Therapeutic agent also includes non-genetic substances, such as: anti-thrombogenic agents such as heparin, heparin derivatives, and urokinase; anti-proliferative agents such as enoxaprin, angiopeptin, or monoclonal antibodies capable of blocking smooth muscle cell proliferation, hirudin, and acetylsalicylic acid, amlodipine and doxazosin; anti-inflammatory agents such as glucocorticoids, betamethasone, dexamethasone, prednisolone, corticosterone, budesonide, estrogen, sulfasalazine, and mesalamine; antineoplastic/antiproliferative/anti-miotic agents such as paclitaxel, 5-fluorouracil, cisplatin, vinblastine, vincristine, epothilones, methotrexate, azathioprine, adriamycin and mutamycin; endostatin, angiostatin and thymidine kinase inhibitors, taxol and its analogs or derivatives; anesthetic agents such as lidocaine, bupivacaine, and ropivacaine; anti-coagulants such as heparin, antithrombin compounds, platelet receptor antagonists, anti-thrombin anticodies, anti-platelet receptor antibodies, aspirin, dipyridamole, protamine, hirudin, prostaglandin inhibitors, platelet inhibitors and tick antiplatelet peptides; vascular cell growth promotors such as growth factors, Vascular Endothelial Growth Factors, growth factor receptors, transcriptional activators, and translational promotors; vascular cell growth inhibitors such as antiproliferative agents, growth factor inhibitors, growth factor receptor antagonists, transcriptional repressors, translational repressors, replication inhibitors, inhibitory antibodies, antibodies directed against growth factors, bifunctional molecules consisting of a growth factor and a cytotoxin, bifunctional molecules consisting of an antibody and a cytotoxin; cholesterol-lowering agents; vasodilating agents; and agents which interfere with endogenous vasoactive mechanisms; anti-oxidants, such as probucol; antibiotic agents, such as penicillin, cefoxitin, oxacillin, tobranycin angiogenic substances, such as acidic and basic fibrobrast growth factors, estrogen including estradiol (E2), estriol (E3) and 17-Beta Estradiol; and drugs for heart failure, such as digoxin, beta-blockers, angiotensin-converting enzyme, inhibitors including captopril and enalopril. The biologically active material can be used with (a) biologically non-active material(s) including a solvent, a carrier or an excipient, such as sucrose acetate isobutyrate, ethanol, n-methyl pymolidone, dimethyl sulfoxide, benzyl benxoate and benzyl acetate.

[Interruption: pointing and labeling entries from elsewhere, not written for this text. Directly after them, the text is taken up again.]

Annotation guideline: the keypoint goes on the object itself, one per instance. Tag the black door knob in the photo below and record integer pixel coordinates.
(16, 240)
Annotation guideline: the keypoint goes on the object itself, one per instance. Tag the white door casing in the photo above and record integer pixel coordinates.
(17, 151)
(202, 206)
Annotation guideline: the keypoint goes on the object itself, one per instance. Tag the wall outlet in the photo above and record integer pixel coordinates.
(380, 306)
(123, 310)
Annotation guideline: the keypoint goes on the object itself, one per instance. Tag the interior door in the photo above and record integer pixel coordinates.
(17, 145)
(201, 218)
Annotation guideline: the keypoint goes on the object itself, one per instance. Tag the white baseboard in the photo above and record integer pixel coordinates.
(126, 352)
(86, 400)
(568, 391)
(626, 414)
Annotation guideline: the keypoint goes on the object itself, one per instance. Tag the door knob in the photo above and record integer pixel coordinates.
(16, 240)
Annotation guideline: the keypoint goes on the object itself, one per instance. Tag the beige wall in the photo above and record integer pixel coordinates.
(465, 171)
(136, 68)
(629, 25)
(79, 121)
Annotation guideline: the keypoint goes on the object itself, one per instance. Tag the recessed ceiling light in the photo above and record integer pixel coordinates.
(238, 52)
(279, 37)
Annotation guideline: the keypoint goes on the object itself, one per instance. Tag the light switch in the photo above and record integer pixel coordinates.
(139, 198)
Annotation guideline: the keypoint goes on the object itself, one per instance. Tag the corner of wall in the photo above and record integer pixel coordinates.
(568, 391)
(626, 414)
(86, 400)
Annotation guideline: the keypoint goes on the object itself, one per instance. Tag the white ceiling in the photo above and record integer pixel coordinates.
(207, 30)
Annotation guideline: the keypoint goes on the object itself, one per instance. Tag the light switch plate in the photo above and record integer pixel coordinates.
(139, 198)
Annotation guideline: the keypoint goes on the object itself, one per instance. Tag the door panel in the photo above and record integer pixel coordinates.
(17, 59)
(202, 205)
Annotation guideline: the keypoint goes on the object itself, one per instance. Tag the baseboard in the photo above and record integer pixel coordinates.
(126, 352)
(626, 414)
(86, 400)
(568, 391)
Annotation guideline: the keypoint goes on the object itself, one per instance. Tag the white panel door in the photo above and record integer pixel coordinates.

Further, “therapeutic agent” includes, in particular in a preferred therapeutic method of the present invention comprising the administration of at least one therapeutic agent to a procedurally traumatized, e.g., by intraluminal access, to prevent, treat and/or inhibit vasospasm, particularly but not limited to a procedure using transradial access wherein the vasospasm may be catheter-induced. Anti-vasospasm therapeutic agents may include, but are certainly not limited to: vaso-relaxants and/or vaso-dilators, e.g., verapamil either alone or in combination with nitroglycerine, nitroglycerine, nicorandil, isosorbide mononitrate, nitrates, and nicardipine.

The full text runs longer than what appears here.